La hausse des dépenses publiques consacrées à la garde d’enfants et à la petite enfance peut créer des millions de nouveaux emplois dans quatre pays africains d’ici 2030, dont 65 % profiteraient à des femmes. C’est ce que révèle un rapport du Center for Global Development publié en décembre 2024 et mettant en lumière l’importance de ces investissements pour l’autonomisation économique des femmes au Rwanda, au Kenya, en Côte d’Ivoire et au Sénégal.
Intitulé « Childcare and Early Childhood Development Expenditures in Africa: Comparative Policy Insights for Advancing Women’s Economic Empowerment », le document souligne que ces pays allouent actuellement moins de 0,2 % de leur PIB à l’éducation préscolaire, bien en deçà du seuil de 1 % recommandé par l’Organisation internationale du travail (OIT). Le Rwanda y consacre 0,12 % de son PIB, contre 0,1 % au Sénégal. La Côte d’Ivoire arrive en dernier avec 0,05 %, derrière le Kenya qui consacre 0,08 % de son PIB à l’éducation préscolaire.
L’étude simule une augmentation des investissements pour combler les lacunes d’ici 2030 et 2035. Par exemple, en consacrant 3,96 % de son PIB à l’éducation préscolaire d’ici 2030, le Rwanda pourrait créer plus de 777 000 emplois. La Côte d’Ivoire pourrait en générer 1,2 million, tandis que le Sénégal atteindrait près de 900 000 emplois. Ces investissements réduiraient également les écarts salariaux de 4,65 % à 33,62 %, selon les pays
Simulation de l’impact d’une hausse des dépenses publiques
Ces chiffres s’expliquent par la quasi-inexistence de systèmes publics de soins pour les enfants de moins de trois ans dans les quatre pays étudiés. Le fardeau des soins non rémunérés repose principalement sur les femmes, les privant souvent d’opportunités économiques et les confinant à des emplois précaires ou à une absence totale de participation au marché du travail. Un rapport de la Banque mondiale publié en novembre 2024 montre par exemple qu’en Ouganda, 83 % des femmes accomplissent des tâches de soin non rémunérées contre 53 % pour les hommes.
Il faut cependant souligner que la garde des enfants n’est que l’un des nombreux freins à l’autonomisation économique des femmes dans plusieurs pays africains. L’amélioration de la situation dans ce secteur ne suffirait donc pas à résorber définitivement les écarts avec les hommes. Un tel succès nécessite des réformes plus larges pour s’attaquer à d’autres obstacles structurels.

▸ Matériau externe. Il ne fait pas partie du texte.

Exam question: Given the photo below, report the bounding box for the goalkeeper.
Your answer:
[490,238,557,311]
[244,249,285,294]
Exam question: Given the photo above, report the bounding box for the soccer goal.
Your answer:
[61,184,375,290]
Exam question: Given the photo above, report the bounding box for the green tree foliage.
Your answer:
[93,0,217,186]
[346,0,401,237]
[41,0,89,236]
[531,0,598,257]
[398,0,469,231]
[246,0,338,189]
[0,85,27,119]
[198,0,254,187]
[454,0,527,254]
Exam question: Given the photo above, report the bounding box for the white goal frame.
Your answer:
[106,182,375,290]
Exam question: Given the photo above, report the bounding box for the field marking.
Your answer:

Parmi ceux-ci figure la surreprésentation des femmes dans des emplois vulnérables du secteur informel, où elles n’ont souvent pas accès à des contrats, à une sécurité sociale ou à des conditions de travail décentes. Selon un rapport de la Banque africaine de développement paru en novembre 2024, 56,6 % des femmes africaines sont engagées dans des emplois précaires.
Les normes sociales discriminatoires continuent également de limiter l’accès des femmes à des secteurs mieux rémunérés. Seulement 7,7 % des emplois industriels en Afrique sont occupés par des femmes, malgré leur rôle majoritaire dans l’agriculture et le commerce de détail, indique aussi le même rapport.